Value comes to the fore during 'scavenger hunt' for school supplies
Shoppers dash from store to store with lists in hand ready to take part in what has become a scavenger hunt for adults - shopping for school supplies.
Now that August is here, discount store aisles are devoted to crayons, colorful folders, glue sticks and graph paper. Organized parents know that if you shop now, crowds are lighter and the selection is greater. And frugal shoppers know retailers hold sales right about now.
However, no matter when you shop for backpacks and the stuff to fill them, finding the exact items on school lists is still a challenge.
"I can't find a 3-inch binder. They only have 2-inch binders," Loreliei Pace-Perry said while shopping at Wal-Mart in Lake Zurich. "I guess I'll have to go to OfficeMax next," said the Hawthorn Woods mom.
At the school supply section at Target, Amy Hoffmann's four children each had their own shopping carts. The Barrington Hills mom tried to keep track as her children, going into fourth, sixth, seventh and eighth grades, held up supplies before dropping them in the red carts.
Hoffmann said she was joking with her girlfriends that they should have a martini bar at Target during the back-to-school shopping season.
"There's always something I can't find. Last year, it was the big glue sticks," she said.
Kim Gross of Lake Zurich adds that while shopping for school supplies, she recalls a story of a dad who had a tough time finding a purple plastic folder. After going from store to store, he bought a yellow folder and in frustration wrote the word "purple" across the front.

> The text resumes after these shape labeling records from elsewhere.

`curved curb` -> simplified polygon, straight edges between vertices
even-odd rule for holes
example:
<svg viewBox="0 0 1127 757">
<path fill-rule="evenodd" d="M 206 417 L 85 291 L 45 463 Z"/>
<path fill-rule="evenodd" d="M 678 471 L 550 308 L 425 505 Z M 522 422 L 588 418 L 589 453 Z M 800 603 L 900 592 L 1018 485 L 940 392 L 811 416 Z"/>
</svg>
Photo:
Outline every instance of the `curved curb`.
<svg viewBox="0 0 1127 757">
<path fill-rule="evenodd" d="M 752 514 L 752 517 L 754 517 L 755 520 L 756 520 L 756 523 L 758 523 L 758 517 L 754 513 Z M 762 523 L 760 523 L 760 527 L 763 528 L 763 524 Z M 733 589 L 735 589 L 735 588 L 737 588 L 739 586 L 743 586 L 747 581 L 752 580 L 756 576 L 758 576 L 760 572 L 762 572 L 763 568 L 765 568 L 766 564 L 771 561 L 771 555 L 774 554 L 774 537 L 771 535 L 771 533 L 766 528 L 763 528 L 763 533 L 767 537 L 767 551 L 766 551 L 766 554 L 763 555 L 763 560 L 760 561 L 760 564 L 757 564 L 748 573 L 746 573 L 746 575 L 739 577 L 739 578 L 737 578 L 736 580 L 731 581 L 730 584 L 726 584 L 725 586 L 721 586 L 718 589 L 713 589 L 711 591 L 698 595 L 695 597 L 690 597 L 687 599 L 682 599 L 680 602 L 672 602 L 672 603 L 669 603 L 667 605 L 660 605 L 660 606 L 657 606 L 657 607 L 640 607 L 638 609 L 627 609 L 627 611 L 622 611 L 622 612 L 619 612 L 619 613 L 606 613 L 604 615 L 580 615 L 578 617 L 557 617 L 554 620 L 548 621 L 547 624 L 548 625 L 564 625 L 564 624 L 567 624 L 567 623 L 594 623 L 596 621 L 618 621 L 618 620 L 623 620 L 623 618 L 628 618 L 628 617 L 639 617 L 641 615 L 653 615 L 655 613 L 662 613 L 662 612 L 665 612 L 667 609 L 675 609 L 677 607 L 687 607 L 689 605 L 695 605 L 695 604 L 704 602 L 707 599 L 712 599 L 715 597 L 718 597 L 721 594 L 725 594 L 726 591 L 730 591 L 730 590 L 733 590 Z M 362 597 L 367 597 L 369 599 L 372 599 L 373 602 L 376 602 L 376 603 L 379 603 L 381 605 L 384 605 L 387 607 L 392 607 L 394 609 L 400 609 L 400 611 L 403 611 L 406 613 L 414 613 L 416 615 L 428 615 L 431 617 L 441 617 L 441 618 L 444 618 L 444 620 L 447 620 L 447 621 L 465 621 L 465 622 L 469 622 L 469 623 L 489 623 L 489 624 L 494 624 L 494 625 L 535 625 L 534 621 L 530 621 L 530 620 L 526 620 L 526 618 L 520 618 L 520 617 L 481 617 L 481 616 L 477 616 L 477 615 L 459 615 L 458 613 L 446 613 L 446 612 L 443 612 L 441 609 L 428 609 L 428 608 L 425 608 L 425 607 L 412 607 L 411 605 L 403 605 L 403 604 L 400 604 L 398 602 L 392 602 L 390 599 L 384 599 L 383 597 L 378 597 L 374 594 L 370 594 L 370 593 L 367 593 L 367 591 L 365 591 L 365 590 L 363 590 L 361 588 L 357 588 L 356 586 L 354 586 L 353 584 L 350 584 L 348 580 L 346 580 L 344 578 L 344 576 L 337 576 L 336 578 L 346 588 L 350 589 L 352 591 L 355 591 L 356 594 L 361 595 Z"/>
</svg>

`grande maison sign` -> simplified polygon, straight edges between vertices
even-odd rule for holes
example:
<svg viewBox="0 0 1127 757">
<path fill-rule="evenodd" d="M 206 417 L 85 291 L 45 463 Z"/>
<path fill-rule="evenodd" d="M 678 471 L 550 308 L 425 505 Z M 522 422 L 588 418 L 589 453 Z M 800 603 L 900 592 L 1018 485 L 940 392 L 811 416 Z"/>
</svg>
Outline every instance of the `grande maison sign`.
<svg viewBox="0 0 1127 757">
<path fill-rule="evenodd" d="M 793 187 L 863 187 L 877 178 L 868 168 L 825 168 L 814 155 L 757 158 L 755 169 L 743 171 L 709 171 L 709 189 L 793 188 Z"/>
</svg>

As shoppers hit the stores trying to track down supplies, they are also keeping a closer watch on their pocketbooks. Coupons and discounts are in style this back-to-school shopping season.
So stores are doing more than ever to win business this back-to-school season: lengthening it; focusing on more T-shirts, lower-priced jeans and other basics; and promoting 50-cent boxes of pens and outright giveaways to get people in the door. The high hopes come as retailers work through one of the bleakest years in memory, beset by a steep consumer pullback amid the recession.
"It's very much a back-to-basics season," said WSL Strategic Retail President Wendy Liebmann. "There's not going to be excessive spending going on, people are still very unsure about what their job situations are and trying to do more saving."
Stores are banking on a longer shopping season. Most back-to-school merchandise was on store shelves by mid-July, similar to last year, but this year Labor Day falls one week later. And many will keep back-to-school products on shelves through September, particularly clothing retailers, rather than clearing out items after Labor Day.
"I'm a bargain hunter. I always stock up now when I know everything is on sale," said Christine Eng of Buffalo Grove. She noted that she shops in Lake Zurich in Lake County in an effort to save on sales tax.
The depressed economy is expected to cause 85 percent of Americans to make changes in their back-to-school plans this year, according to a survey done by the National Retail Federation trade group.
The average family with students in kindergarten through high school is expected to spend $548.72 on merchandise for school this year, a decline of 7.7 percent over last year.
The retail federation expects total back-to-school spending to reach $17.42 billion.
• Daily Herald wire services contributed to this report.